Email exchange between my husband and me this morning:
Me: I gave up caffeine for nothing, but at least I can finish that bottle of Merlot now...
Him: Damn it!
Just when I think I'm selfishly forcing what I want on my husband, he surprises me. He likes to tell me that babies are what I want. That he would be perfectly happy never having had kids. I know this is true, as I watch him constantly try to divest himself of belongings. To sever attachments so he is free. To travel to the ends of the earth, for a mission, yes, but also for the thrill of discovery. But then I see how quickly he fell in love with our daughter, and how he loves her now. I see that he is disappointed too. He usually keeps his feelings too close for me to tell what's going on (which is why I am frequently so irritated with him...I never know what he's thinking!) so I think that it is just me.
With our first pregnancies, there was no problem at all getting pregnant. I estimated my ovulation date, and we tried to make a baby. Whenever we tried, fertilization occurred. Two times out of three, there was no baby, but the beginning step was easy and always successful. Here we come to my main fear. How much work will it take to have another baby, and how far am I willing to go? I know that, since my eggs are already 40 (thanks for counting age at delivery, OB's of the world), I should not be expecting to get pregnant easily. But I do, because that's how it has been in the past. And each time I don't get pregnant, I have to confront the fact that there may be obstacles.
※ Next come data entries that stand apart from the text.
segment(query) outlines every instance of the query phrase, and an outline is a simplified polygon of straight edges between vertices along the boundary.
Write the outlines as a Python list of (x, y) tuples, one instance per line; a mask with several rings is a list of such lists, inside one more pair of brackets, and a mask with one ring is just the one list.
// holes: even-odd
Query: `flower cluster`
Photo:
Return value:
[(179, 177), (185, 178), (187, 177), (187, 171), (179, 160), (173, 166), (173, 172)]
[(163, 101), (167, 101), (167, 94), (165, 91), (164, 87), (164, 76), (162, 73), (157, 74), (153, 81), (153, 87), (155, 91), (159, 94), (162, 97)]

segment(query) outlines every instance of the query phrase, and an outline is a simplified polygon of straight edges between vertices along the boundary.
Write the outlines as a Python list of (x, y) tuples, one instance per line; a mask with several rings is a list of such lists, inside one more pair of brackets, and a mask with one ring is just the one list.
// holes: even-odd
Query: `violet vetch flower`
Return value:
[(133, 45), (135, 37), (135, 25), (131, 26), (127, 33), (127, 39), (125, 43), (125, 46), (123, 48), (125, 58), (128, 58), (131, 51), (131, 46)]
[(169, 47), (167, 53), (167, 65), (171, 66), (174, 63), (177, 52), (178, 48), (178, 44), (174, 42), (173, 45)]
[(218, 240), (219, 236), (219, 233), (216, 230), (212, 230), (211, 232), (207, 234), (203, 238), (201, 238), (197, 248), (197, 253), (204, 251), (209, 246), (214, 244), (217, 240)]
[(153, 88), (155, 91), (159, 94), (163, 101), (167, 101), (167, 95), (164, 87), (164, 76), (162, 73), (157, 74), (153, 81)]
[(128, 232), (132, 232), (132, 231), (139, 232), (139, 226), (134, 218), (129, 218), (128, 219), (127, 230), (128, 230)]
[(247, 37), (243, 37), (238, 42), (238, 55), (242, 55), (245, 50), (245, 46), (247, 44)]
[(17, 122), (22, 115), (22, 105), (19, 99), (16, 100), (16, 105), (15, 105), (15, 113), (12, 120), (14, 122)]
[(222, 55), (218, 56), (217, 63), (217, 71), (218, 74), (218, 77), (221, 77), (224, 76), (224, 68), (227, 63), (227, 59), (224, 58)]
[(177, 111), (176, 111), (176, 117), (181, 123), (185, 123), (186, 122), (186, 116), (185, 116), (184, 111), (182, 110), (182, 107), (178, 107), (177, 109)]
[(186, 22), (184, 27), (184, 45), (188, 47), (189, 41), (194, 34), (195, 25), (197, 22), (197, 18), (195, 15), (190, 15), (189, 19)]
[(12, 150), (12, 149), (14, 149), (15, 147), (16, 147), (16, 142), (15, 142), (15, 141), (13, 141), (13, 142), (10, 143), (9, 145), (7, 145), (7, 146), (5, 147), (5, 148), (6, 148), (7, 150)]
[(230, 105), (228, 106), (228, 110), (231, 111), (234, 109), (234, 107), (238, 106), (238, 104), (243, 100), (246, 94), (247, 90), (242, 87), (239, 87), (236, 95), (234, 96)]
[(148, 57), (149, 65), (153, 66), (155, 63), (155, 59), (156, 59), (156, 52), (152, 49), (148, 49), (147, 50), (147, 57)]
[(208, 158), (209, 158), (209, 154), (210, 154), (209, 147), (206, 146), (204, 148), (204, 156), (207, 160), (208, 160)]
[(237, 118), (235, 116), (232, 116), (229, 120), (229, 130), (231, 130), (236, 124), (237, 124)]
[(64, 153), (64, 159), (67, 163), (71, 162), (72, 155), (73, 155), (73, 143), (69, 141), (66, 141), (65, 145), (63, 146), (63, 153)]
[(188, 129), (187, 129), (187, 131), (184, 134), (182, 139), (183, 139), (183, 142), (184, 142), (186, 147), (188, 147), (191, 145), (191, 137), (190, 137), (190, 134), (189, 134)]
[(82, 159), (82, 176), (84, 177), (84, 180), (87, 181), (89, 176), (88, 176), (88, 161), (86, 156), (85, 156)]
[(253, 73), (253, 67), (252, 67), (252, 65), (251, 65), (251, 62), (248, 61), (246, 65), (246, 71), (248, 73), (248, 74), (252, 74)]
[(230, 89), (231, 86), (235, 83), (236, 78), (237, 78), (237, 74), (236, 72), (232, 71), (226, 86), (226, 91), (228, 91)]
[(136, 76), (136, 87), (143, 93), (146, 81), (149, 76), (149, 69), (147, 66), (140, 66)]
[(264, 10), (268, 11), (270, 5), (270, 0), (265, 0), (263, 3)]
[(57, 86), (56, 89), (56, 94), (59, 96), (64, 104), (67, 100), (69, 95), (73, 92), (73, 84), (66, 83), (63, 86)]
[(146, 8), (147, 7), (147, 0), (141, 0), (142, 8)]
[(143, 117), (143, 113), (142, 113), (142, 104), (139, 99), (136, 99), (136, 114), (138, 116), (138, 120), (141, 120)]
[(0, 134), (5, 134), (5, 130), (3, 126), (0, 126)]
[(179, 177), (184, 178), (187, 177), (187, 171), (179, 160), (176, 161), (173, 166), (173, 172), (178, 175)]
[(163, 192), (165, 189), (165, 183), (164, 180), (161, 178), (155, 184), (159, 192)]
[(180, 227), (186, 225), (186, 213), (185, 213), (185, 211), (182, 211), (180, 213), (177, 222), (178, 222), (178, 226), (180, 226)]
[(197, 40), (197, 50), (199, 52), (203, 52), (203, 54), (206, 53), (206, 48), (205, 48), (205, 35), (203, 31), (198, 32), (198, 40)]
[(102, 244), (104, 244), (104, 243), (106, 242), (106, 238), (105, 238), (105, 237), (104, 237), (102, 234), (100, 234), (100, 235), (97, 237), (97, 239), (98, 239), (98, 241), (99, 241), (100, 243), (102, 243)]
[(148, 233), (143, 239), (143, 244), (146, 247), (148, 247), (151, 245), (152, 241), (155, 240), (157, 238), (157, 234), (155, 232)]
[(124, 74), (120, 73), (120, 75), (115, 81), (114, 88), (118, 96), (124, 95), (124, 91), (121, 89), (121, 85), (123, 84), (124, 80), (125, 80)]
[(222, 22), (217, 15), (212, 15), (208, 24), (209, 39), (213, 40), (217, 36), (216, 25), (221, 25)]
To date, I have been facing these facts alone. But today, even though I got that BFN, I know I'm not alone in my disappointment. I do have a companion on this journey, even though he pretends to send me along on my own. When we work together, we can really accomplish the things we want to do. (Um...well, as long as there are no issues about methods or who's in charge - since we're both a couple of stubborn know-it-alls). Thanks to my husband, even in my disappointment, I find my hope renewed.